Week in review: Soybean rust spreads in Southeast

Aug 22, 2005 2:43 PM, By David Bennett

For those hoping Asian soybean rust had petered out, the week of Aug. 15 wasn’t a good one.

While still not the explosive disease many feared, the rust continued to spread in the Southeast. The latest infected sites are the northern-most yet discovered.

South Carolina

On Aug. 16, South Carolina was confirmed as the latest stop for the disease. As the season has progressed, soybean producers in the state watched the disease creep through neighboring Georgia and wondered when it would leap the border.

“No one has to wonder anymore,” said John Mueller, a Clemson University plant pathologist. “We’ve got it and I doubt anyone is shocked.”

The soybean rust was found in a commercial field in Hampton County. Hampton County is on the Savannah River “almost directly across” from Georgia’s Effingham County where rust was discovered earlier this summer.

The South Carolina soybean crop has both full-season soybeans and those planted after wheat. In the southern half of the state, the full-season beans are about three weeks from finishing.

“Some of the producers are spraying for pests and mixing in a fungicide, mostly a strobilurin. On the early-planted beans — which look really good, incidentally — that should hold them through to harvest.”

Many of South Carolina’s soybeans have already been treated with fungicides. “We’ve had an extremely wet year here — especially in the south-central part. We’ve had a lot of frogeye, septoria and downy mildew. So there’s already been fungicide spraying going on.”

Georgia

On the same day South Carolina confirmed rust, Georgia was discovering a new infected sentinel plot — this one in Putnam County. Two days later, on Aug. 18, rust was found in Plains (in Sumter County) in a sentinel plot at the Southwest Georgia Research and Education Center.

Nine Georgia counties are now known to harbor the rust. However, the disease is yet to be found in a commercial field. Few suspect that will remain the case.

“A continuing spread of the rust is a very reasonable expectation, especially if we stay in the current humid, rainy conditions,” said Phil Jost, University of Georgia Extension agronomist.

There have been showers somewhere on the Coastal Plain almost daily for weeks.

“Soybeans like a good shower but so does rust. And there are several tropical storms threatening. Our beans’ growth stage in conjunction with the weather points to rust building. Those factors are helping this problem get worse.”

The majority of Georgia’s crop is just beginning to bloom heavily. Beans are weeks away from finishing.

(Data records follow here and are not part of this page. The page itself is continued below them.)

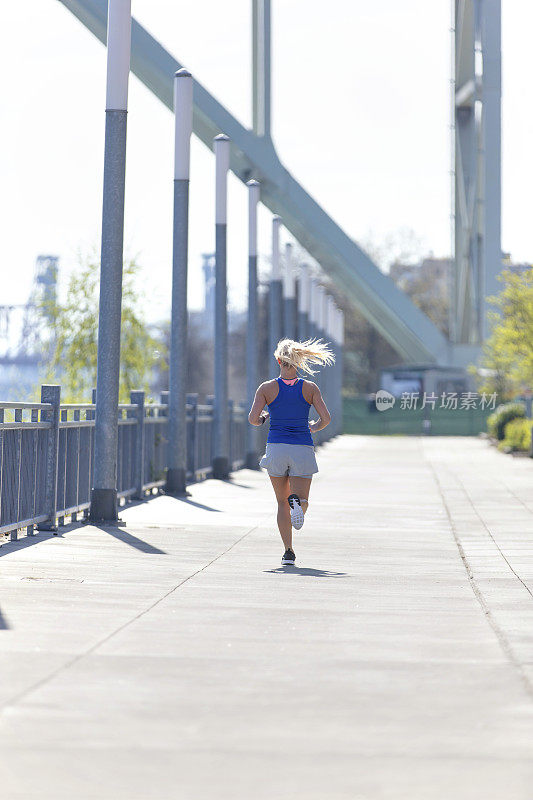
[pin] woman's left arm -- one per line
(257, 416)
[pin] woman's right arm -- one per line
(321, 409)
(257, 416)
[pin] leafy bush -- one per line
(518, 435)
(505, 413)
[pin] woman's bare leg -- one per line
(282, 489)
(301, 487)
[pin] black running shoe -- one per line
(288, 558)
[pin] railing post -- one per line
(137, 398)
(177, 447)
(104, 488)
(275, 301)
(231, 428)
(220, 423)
(252, 349)
(303, 303)
(192, 455)
(51, 394)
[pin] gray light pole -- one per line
(313, 298)
(104, 489)
(275, 318)
(289, 295)
(253, 322)
(177, 447)
(221, 465)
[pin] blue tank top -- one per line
(289, 416)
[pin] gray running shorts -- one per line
(289, 459)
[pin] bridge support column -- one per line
(221, 466)
(303, 303)
(289, 296)
(104, 491)
(252, 349)
(177, 449)
(275, 315)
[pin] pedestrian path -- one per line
(173, 657)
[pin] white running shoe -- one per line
(297, 514)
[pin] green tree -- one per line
(74, 335)
(507, 363)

“Obviously the inoculum is building and spreading,” said Jost. “Our beans, in the next few weeks, are going to be in susceptible stages. Producers need to get a fungicide — a combination strobilurin and triazole — out. That combination will provide some curative action along with a couple weeks worth of residual protection.”

Alabama

In the early morning of Aug. 18, standing in a north Tallega County sentinel plot, Ed Sikora found soybean rust lesions on two leaves from R-6 plants. He then drove a mile down the road to a commercial soybean field outside Renfroe, Ala.

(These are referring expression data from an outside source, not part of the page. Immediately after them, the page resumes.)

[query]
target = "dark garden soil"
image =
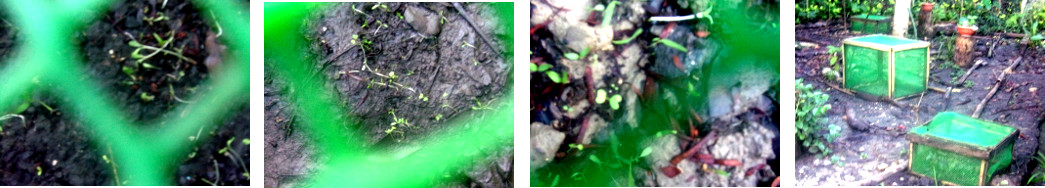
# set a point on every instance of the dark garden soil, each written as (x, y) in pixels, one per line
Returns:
(872, 148)
(57, 144)
(424, 67)
(711, 88)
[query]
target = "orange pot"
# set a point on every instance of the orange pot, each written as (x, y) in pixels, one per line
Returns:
(967, 30)
(927, 6)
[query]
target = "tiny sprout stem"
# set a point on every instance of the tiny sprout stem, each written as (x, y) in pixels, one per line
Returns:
(626, 41)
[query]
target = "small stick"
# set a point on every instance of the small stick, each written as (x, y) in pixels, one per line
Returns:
(1001, 78)
(474, 27)
(918, 117)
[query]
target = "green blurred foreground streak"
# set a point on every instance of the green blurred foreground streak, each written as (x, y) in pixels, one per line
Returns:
(348, 164)
(49, 61)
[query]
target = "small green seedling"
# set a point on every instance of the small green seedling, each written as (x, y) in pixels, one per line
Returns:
(480, 106)
(600, 96)
(147, 97)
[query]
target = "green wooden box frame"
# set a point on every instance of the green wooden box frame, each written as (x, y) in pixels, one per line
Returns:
(966, 145)
(860, 23)
(891, 50)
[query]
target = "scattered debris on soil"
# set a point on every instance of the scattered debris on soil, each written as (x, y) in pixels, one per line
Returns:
(619, 100)
(872, 148)
(403, 70)
(144, 93)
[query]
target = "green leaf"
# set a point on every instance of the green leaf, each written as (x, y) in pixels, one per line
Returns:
(136, 54)
(555, 182)
(543, 67)
(1038, 38)
(646, 151)
(607, 16)
(595, 159)
(554, 76)
(614, 101)
(22, 108)
(600, 96)
(626, 41)
(135, 44)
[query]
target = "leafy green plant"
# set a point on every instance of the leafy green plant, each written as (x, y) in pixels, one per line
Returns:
(810, 121)
(832, 73)
(669, 43)
(555, 76)
(147, 155)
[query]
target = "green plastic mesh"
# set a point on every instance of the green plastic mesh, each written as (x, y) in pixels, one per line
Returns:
(910, 70)
(48, 61)
(954, 167)
(867, 68)
(872, 24)
(347, 161)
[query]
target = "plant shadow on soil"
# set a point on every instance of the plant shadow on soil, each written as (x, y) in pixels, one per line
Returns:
(75, 160)
(872, 148)
(399, 83)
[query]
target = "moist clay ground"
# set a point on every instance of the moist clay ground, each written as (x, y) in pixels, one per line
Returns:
(872, 148)
(613, 103)
(52, 147)
(416, 63)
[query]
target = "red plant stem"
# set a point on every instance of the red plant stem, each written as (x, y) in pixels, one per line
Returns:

“The field is about 18 acres at R-3/R-4,” said Sikora, Auburn University Extension plant pathologist. “The grower allowed me to scout and I found a lesion on one leaf along the tree line.”

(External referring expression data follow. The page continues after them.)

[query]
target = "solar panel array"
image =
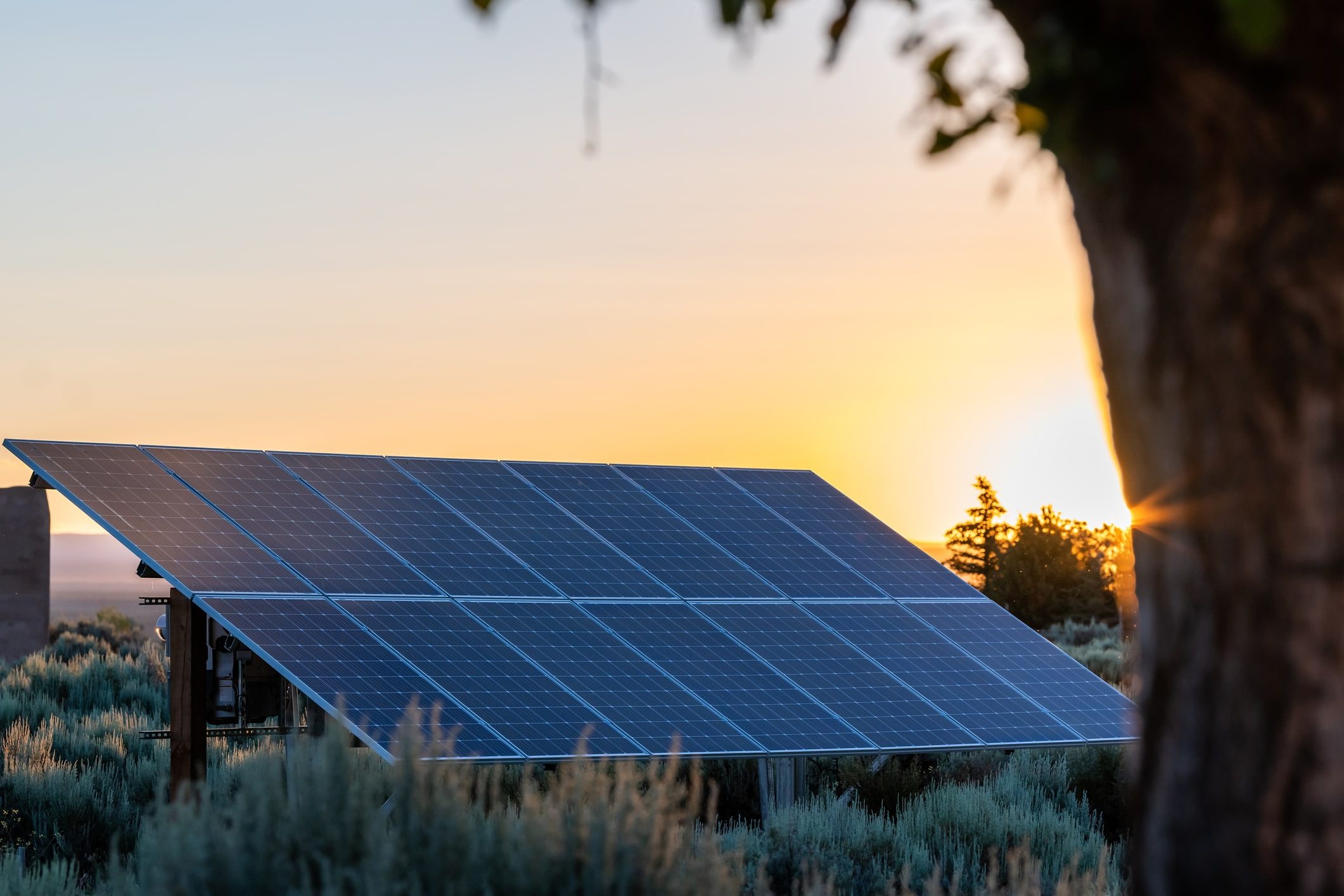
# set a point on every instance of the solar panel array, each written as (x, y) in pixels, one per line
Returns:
(547, 610)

The lesion later proved to be rust. The field it was found in hadn’t been sprayed with a fungicide.

From Talladega County, Sikora traveled north and east to three other counties — DeKalb, Etowah and Calhoun. In them, he checked five commercial fields and three sentinel plots and found nothing suspicious.

Through August, Sikora anticipates new reports of rust movement every couple of days. “Favorable weather conditions are here but the problem doesn’t appear to be blowing up. I just see it continuing to spread slowly.”